When Mr. Harrington heard of my failure, he wrote to Mr. Coad, who kindly drew a sketch of Elephant-riding in the Indies. It shewed a male Elephant, with long tusks, walking in a grove of palm trees. This Elephant was carrying an entire company of passengers, seated in a wooden platform like a broad boat. Such platforms are known in the Hindoo as howdars. In the sketch, the Elephant’s keeper, the mahoot, was seated not on the howdar but on his neck, with his bare feet propped on the bony curves of the Elephant’s ears. This was such an obvious solution to my difficulties that I cursed myself for not thinking of it before and, in spite of the pain in my arm, I took off my shoes and then and there climbed on to Jenny’s neck. I found that, at the narrow junction of the neck, my position was wonderfully comfortable and secure. I could, like the mahoot, rest my feet on her ears, or, if I preferred, I could drop my feet and brace myself with my legs against the sides of her neck. When, by chance, she put down her head, I felt myself in danger of pitching forward and sliding down her trunk, but this was a danger to which I soon accustomed myself; and from this point on I rode the Elephants every day, and what was marvellous and almost incredible, found that I could control them well enough without use of bits or bridles, whips or spurs, or of the ankus, merely by the power of speech.
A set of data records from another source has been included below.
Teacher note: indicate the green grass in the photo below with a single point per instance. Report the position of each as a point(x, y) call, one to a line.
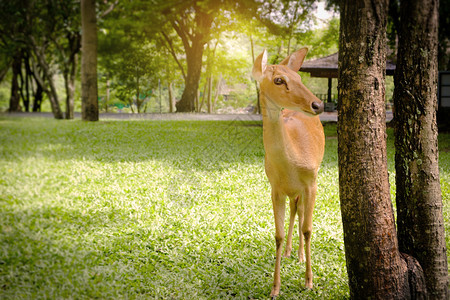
point(156, 210)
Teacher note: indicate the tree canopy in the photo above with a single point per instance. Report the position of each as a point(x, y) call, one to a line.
point(193, 47)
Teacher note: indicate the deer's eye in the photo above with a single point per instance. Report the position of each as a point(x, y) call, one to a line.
point(279, 81)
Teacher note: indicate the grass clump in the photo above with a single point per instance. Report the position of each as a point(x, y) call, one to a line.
point(154, 210)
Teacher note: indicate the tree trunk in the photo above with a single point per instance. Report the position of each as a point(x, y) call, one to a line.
point(37, 98)
point(48, 76)
point(194, 68)
point(208, 99)
point(70, 74)
point(89, 91)
point(258, 105)
point(375, 266)
point(418, 196)
point(14, 100)
point(171, 104)
point(108, 92)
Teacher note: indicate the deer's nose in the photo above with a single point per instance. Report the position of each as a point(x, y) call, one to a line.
point(317, 107)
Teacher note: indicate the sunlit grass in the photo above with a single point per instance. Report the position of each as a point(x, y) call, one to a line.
point(158, 210)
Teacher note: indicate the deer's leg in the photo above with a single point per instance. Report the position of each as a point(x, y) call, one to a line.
point(293, 212)
point(301, 213)
point(310, 198)
point(279, 208)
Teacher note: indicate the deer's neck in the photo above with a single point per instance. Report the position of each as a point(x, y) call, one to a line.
point(273, 126)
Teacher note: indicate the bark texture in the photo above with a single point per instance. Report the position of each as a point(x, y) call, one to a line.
point(194, 44)
point(375, 267)
point(89, 91)
point(419, 203)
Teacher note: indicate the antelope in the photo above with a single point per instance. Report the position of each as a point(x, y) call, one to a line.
point(294, 144)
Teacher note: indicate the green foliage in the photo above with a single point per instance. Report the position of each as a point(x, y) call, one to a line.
point(158, 210)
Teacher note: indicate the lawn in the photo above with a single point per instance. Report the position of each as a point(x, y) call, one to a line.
point(157, 210)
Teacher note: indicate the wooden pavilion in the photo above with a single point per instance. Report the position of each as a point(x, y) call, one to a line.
point(327, 67)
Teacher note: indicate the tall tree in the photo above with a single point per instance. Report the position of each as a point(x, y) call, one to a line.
point(89, 91)
point(192, 22)
point(375, 266)
point(418, 196)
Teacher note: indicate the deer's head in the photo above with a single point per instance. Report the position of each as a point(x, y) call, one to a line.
point(282, 85)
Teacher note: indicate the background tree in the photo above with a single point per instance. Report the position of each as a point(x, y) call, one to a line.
point(418, 193)
point(375, 267)
point(89, 91)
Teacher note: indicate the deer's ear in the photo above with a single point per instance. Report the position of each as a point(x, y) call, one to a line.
point(295, 60)
point(260, 66)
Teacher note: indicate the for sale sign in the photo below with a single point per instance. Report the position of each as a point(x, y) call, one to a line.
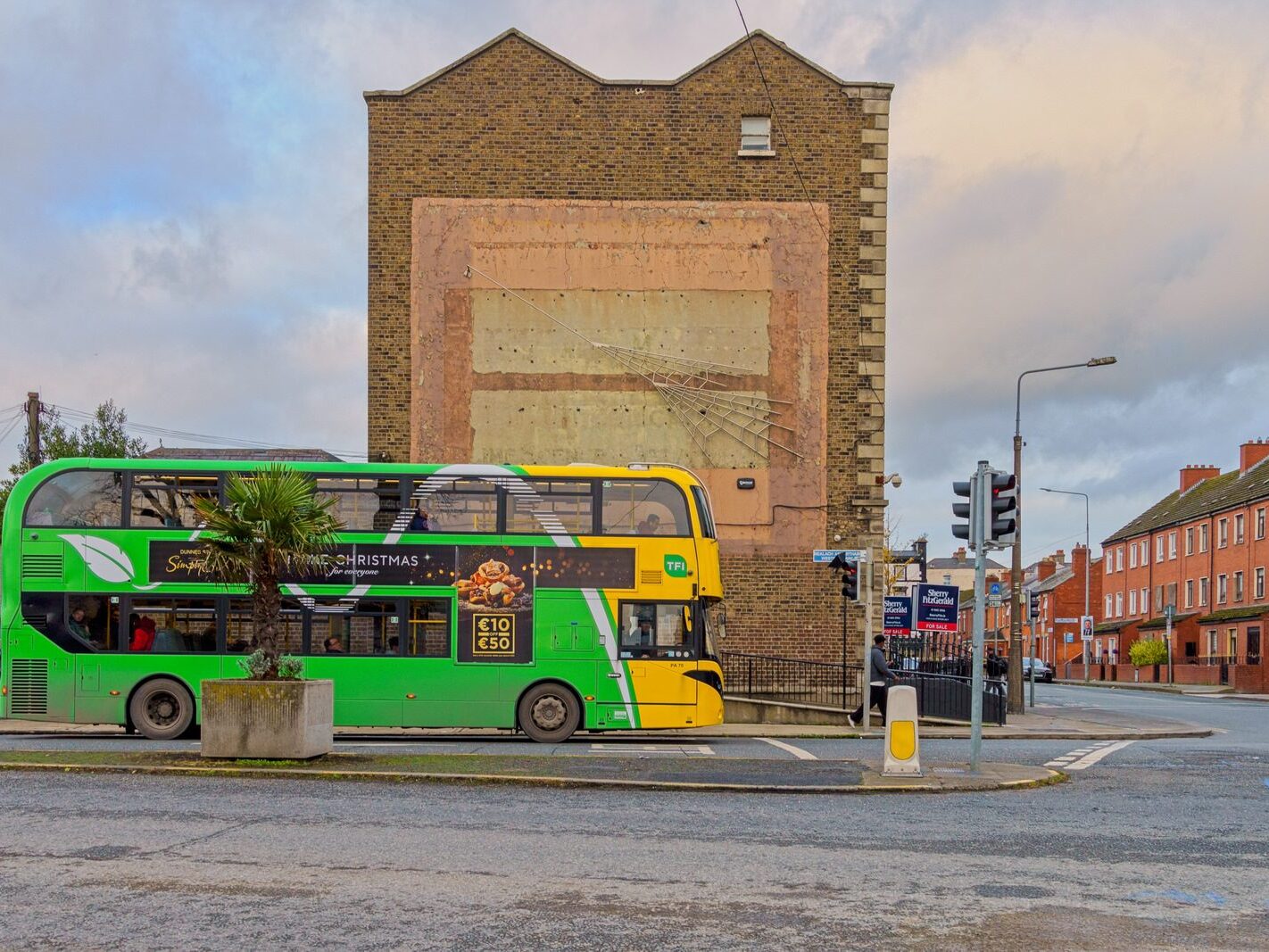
point(937, 607)
point(898, 615)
CHAPTER III (#udd7939ff-3ce7-5bd1-94c4-4371a45587f1)
DURING the second summer which the Elephants spent at Harrington Hall we had a period of very hot dry weather which lasted over a month and half. This both pleased and displeased the farmers, for while it helped ripen the corn it was torture to the sheep on the downs, and their thin cries of distress filled the air. Every pond having shrunk to nothing but a muddy stew, I took the Elephants through the corn-fields to a river about three miles away. The river was shallow, the water coming no more than half way up the Elephants’ legs, but they played in it for many joyful hours, shooting water at each other and hauling up quantities of weed, which they flung high in the air.